Still Workin’ 9 to 5
About those freelancers. The WSJ article claims that they “represent an increasing proportion of the workforce” but this does NOT mean that folk with full-time jobs represent a decreasing proportion of said workforce. Matt Darling has been making this point for a while now: America is not becoming a nation of freelancers. Or if we are, it’s in the same sense that we’re becoming a nation of hoteliers because of Airbnb.
The main trend is that most of us continue to have job-y kinds of jobs. We’re near an all-time high of full-time workers as a % of the prime-age labor force:
And as Darling has pointed out, the percentage of people holding multiple jobs is significantly lower than it was in the 1990s:
Also, freelancers themselves don’t seem too worried: An Upwork survey conducted in late 2023 — well into the era of GenAI, in other words — found that “over 85% of freelancers say the best days are ahead for freelancing.”
All of the above reinforces two points for me.

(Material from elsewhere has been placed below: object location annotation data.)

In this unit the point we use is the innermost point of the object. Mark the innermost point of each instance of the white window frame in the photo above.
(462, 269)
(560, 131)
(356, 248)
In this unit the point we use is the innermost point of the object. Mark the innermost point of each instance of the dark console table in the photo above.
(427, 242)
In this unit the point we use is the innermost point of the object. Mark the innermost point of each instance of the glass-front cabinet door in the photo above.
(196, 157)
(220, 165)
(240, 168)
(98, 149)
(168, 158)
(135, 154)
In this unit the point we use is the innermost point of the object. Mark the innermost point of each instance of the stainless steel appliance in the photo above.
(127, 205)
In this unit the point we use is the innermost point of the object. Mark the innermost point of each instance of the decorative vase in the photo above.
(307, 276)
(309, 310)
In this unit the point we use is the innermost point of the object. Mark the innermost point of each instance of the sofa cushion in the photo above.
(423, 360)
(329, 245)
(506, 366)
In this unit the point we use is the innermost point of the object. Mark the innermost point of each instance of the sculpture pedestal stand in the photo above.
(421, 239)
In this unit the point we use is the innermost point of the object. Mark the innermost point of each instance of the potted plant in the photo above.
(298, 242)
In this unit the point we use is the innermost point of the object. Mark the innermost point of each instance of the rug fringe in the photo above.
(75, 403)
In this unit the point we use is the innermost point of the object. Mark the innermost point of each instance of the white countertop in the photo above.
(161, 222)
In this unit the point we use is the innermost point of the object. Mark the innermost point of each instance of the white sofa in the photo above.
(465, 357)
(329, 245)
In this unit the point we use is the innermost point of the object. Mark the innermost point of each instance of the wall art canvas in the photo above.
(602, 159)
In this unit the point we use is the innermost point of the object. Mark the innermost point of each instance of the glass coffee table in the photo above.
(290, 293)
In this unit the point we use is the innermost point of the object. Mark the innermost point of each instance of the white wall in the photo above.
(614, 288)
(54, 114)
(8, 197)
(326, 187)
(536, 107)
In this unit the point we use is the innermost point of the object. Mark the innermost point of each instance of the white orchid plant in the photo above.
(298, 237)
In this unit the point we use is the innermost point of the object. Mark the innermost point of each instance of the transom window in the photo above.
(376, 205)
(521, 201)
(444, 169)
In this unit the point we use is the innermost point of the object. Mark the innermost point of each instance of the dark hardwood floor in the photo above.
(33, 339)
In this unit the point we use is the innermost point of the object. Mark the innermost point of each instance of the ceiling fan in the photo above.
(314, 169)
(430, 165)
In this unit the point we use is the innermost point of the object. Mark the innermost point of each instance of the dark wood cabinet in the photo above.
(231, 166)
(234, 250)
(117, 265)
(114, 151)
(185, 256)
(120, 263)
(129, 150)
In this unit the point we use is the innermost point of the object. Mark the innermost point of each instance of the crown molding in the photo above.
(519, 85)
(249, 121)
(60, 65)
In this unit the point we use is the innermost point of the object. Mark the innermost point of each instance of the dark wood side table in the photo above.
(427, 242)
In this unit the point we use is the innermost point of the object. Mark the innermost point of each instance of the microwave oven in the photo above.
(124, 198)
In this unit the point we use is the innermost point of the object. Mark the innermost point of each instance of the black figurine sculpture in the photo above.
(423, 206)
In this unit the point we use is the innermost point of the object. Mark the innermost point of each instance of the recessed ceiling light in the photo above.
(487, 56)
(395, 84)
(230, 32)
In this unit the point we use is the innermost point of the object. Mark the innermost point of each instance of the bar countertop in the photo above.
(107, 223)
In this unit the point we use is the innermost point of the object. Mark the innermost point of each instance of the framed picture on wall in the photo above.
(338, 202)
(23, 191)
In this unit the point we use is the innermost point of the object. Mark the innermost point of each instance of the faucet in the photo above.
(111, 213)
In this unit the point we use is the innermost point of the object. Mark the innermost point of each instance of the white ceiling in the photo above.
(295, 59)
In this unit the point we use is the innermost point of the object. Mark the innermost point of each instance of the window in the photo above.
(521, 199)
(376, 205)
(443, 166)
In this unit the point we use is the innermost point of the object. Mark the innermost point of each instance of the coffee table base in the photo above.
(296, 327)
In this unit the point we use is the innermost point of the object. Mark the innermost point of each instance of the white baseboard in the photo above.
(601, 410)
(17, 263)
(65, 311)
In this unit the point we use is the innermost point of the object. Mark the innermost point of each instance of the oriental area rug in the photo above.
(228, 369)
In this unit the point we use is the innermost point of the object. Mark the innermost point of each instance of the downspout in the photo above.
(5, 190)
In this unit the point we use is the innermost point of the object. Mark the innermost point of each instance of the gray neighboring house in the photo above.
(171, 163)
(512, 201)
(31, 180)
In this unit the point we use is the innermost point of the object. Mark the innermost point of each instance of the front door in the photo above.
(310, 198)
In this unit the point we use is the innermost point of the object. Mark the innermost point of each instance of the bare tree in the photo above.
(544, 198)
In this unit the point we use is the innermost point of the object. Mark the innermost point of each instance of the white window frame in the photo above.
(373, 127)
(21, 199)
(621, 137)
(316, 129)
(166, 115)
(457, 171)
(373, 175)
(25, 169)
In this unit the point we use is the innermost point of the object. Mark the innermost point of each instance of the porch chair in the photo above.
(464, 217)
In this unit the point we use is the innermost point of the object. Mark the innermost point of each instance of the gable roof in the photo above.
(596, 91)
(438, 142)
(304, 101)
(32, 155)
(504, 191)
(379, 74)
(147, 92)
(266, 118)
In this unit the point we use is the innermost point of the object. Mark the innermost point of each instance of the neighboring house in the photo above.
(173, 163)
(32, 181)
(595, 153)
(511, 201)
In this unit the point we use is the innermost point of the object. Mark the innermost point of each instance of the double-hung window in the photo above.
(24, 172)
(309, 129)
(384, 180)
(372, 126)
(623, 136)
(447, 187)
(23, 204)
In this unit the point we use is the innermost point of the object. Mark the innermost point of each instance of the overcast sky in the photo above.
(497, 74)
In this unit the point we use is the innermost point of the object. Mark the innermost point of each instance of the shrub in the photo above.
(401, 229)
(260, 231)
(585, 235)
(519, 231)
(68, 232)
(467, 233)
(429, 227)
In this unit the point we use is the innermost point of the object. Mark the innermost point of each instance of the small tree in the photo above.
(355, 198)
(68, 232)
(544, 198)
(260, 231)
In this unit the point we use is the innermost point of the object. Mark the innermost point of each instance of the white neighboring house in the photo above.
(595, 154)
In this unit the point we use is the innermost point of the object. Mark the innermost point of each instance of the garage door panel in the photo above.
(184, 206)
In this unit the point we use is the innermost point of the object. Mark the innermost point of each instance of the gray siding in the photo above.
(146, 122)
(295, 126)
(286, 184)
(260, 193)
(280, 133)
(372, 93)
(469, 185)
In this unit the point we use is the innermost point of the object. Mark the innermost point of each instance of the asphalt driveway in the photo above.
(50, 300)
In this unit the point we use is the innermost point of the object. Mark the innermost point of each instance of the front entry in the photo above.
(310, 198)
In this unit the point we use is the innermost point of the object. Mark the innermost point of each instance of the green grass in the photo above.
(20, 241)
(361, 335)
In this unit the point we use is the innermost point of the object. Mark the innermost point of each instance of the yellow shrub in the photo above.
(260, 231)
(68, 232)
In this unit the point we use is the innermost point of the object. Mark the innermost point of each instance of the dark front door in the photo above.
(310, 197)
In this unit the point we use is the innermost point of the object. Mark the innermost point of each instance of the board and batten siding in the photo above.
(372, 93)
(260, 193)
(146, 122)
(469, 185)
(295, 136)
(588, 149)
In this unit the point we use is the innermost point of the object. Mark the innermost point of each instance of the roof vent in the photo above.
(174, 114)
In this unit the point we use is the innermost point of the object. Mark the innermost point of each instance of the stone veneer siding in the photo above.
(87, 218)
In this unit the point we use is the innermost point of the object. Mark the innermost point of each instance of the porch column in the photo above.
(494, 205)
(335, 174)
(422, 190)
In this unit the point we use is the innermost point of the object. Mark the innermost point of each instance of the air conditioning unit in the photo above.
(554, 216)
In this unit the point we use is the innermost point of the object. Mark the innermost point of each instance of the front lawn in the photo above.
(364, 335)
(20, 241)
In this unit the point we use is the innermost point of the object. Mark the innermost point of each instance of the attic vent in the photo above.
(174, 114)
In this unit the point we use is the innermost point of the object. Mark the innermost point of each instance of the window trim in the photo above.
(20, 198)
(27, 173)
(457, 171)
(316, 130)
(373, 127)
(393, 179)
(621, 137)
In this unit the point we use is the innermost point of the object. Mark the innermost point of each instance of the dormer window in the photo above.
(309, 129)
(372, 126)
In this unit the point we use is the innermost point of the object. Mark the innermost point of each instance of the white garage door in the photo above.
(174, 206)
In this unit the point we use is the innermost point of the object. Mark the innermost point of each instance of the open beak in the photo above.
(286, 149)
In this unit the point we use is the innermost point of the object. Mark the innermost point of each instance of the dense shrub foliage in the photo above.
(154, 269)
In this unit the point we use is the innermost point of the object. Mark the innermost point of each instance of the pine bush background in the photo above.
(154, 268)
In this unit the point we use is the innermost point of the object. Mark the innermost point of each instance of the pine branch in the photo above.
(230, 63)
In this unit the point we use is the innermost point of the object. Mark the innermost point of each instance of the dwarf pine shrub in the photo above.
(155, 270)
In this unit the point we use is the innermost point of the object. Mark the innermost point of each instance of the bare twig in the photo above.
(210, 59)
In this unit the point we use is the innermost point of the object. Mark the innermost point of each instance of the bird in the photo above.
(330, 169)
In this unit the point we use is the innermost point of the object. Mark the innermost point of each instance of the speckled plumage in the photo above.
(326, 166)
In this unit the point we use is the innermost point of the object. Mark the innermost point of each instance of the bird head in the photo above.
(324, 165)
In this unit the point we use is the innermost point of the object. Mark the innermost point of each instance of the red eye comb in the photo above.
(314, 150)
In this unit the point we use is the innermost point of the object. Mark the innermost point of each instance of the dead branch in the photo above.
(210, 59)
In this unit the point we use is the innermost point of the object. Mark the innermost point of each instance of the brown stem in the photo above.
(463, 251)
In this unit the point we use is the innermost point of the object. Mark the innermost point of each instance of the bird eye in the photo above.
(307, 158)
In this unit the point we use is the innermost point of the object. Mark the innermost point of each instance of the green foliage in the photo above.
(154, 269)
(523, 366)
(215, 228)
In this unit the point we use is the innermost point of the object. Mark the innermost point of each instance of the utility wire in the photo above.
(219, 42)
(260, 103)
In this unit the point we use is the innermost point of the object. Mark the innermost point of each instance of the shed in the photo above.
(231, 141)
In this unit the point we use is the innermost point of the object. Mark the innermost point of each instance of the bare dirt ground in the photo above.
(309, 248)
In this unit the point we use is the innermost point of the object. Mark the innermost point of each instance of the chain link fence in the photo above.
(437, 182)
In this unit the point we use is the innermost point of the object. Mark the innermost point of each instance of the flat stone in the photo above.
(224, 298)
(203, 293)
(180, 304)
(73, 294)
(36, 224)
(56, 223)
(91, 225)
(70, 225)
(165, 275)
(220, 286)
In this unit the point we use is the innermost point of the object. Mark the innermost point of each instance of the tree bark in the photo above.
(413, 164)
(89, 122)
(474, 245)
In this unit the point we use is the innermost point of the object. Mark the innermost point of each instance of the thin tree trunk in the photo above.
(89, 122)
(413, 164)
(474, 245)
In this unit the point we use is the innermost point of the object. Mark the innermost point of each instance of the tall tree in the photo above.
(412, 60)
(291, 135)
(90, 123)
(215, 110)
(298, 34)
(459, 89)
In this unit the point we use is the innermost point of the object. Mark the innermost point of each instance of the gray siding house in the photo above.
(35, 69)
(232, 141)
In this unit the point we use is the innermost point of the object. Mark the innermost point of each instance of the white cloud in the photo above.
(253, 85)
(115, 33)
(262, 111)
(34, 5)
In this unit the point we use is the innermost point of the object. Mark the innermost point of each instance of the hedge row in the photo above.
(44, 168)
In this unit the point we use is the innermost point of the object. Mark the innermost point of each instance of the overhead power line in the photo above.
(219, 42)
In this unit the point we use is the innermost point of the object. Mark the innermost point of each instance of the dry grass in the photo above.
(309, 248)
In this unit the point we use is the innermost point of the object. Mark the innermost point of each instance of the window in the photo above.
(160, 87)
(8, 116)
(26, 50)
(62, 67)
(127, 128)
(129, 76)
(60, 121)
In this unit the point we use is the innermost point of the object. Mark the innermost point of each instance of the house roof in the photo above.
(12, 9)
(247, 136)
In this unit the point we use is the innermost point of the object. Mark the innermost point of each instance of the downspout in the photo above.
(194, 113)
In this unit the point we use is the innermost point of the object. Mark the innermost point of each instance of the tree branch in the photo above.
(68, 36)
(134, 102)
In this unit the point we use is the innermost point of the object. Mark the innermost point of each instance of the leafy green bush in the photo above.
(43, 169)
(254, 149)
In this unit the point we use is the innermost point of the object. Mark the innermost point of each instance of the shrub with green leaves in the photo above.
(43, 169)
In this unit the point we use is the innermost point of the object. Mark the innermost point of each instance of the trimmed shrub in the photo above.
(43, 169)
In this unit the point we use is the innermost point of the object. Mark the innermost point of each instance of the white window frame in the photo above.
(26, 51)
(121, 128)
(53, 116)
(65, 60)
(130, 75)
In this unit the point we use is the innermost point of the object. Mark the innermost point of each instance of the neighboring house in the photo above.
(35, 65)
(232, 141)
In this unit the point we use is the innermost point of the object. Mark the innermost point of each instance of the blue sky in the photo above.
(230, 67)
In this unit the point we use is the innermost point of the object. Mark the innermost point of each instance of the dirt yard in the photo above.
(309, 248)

The first is, as I wrote in my last post here, “Both the creative and destructive sides of creative destruction are complicated phenomena — far more complicated than “powerful new technology means fast and big job losses.”” Or fast and big pay declines.
The second point is that LLMs are powerful but weird entities — ones that do by far their best work when they’re combined with a skillful human being. “For best results, combine machines and people” is one of the oldest mantras of the computer era. It dates back at least to tech guru Douglas Engelbart’s 1962 insights, and continues to be repeated by modern gurus like Jeremy Howard. Companies that get overenthusiastic about automation, like the car dealership that launched a customer-facing chatbot and wound up having to give someone a car for $1, keep relearning it. So, apparently, do headline writers at major business publications.
For books, your editor and publisher are usually willing to work with you to find a mutually agreeable title. However, they’re weirdly inflexible on the design of the cover. My guess is that this is because most authors have lousy ideas here. Whatever the reason, interactions between authors and publishers about the cover are bizarre. I get the strong impression that the designer and the publisher’s art department in general want absolutely nothing to do with the actual people who actually wrote the book. It got comical on one of my books; my editor set up a back channel to send me images of what the art department was thinking and get my feedback. Such back and forth was a deep norm violation on his part.
Custom demands a footnote here clarifying that the full name of the prize is “The Sveriges Riksbank Prize in Economic Sciences in Memory of Alfred Nobel.” I don’t make the rules.
Jan’s younger brother Nikolas also won a Nobel, in 1973 for Physiology and Medicine. Something tells me that you had to come correct to dinner in the Tinbergen household.